La missione non nasce mai da un progetto perfettamente elaborato o da un manuale molto ben strutturato e programmato; la missione nasce sempre da una vita che si è sentita cercata e guarita, trovata e perdonata. La missione nasce dal fare esperienza una e più volte dell’unzione misericordiosa di Dio. La Chiesa, il Popolo Santo di Dio, sa percorrere le strade polverose della storia attraversate tante volte da conflitti, ingiustizie e violenza per andare a trovare i suoi figli e fratelli. Il Santo Popolo fedele di Dio non teme lo sbaglio; teme la chiusura, la cristallizzazione in élite, l’attaccarsi alle proprie sicurezze. Sa che la chiusura, nelle sue molteplici forme, è la causa di tante rassegnazioni.

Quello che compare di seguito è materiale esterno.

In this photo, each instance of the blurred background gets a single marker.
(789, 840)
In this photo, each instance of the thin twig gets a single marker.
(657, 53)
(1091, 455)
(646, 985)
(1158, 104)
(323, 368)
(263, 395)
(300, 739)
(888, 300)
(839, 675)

Per questo, usciamo, andiamo ad offrire a tutti la vita di Gesù Cristo (cfr. Esort. ap. Evangelii gaudium, 49). Il Popolo di Dio sa coinvolgersi perché è discepolo di Colui che si è messo in ginocchio davanti ai suoi per lavare loro i piedi (cfr. ibid., 24). Oggi siamo qui, possiamo essere qui perché ci sono stati molti che hanno avuto il coraggio di rispondere a questa chiamata, molti che hanno creduto che «la vita si accresce donandola e si indebolisce nell’isolamento e nella comodità» (Documento di Aparecida, 360). Siamo figli dell’audacia missionaria di tanti che hanno preferito non rinchiudersi «nelle strutture che danno una falsa protezione […] nelle abitudini in cui ci sentiamo tranquilli, mentre fuori c’è una moltitudine affamata» (Esort. ap. Evangelii gaudium, 49). Siamo debitori di una Tradizione, di una catena di testimoni che hanno reso possibile che la Buona Novella del Vangelo continui ad essere di generazione in generazione Nuova e Buona.
Ed oggi ricordiamo uno di quei testimoni che ha saputo testimoniare in queste terre la gioia del Vangelo: Padre Junipero Serra. Ha saputo vivere quello che è “la Chiesa in uscita”, questa Chiesa che sa uscire e andare per le strade, per condividere la tenerezza riconciliatrice di Dio. Ha saputo lasciare la sua terra, le sue usanze, ha avuto il coraggio di aprire vie, ha saputo andare incontro a tanti imparando a rispettare le loro usanze e le loro caratteristiche.
Ha imparato a generare e ad accompagnare la vita di Dio nei volti di coloro che incontrava rendendoli suoi fratelli. Junipero ha cercato di difendere la dignità della comunità nativa, proteggendola da quanti ne avevano abusato. Abusi che oggi continuano a procurarci dispiacere, specialmente per il dolore che provocano nella vita di tante persone. Scelse un motto che ispirò i suoi passi e plasmò la sua vita: seppe dire, ma soprattutto seppe vivere dicendo: “Sempre avanti”. Questo è stato il modo che Junipero ha trovato per vivere la gioia del Vangelo, perché non si anestetizzasse il suo cuore. E’ stato sempre avanti, perché il Signore aspetta; sempre avanti, perché il fratello aspetta; sempre avanti per tutto ciò che ancora gli rimaneva da vivere; è stato sempre avanti. Come lui allora, che noi oggi possiamo dire: sempre avanti.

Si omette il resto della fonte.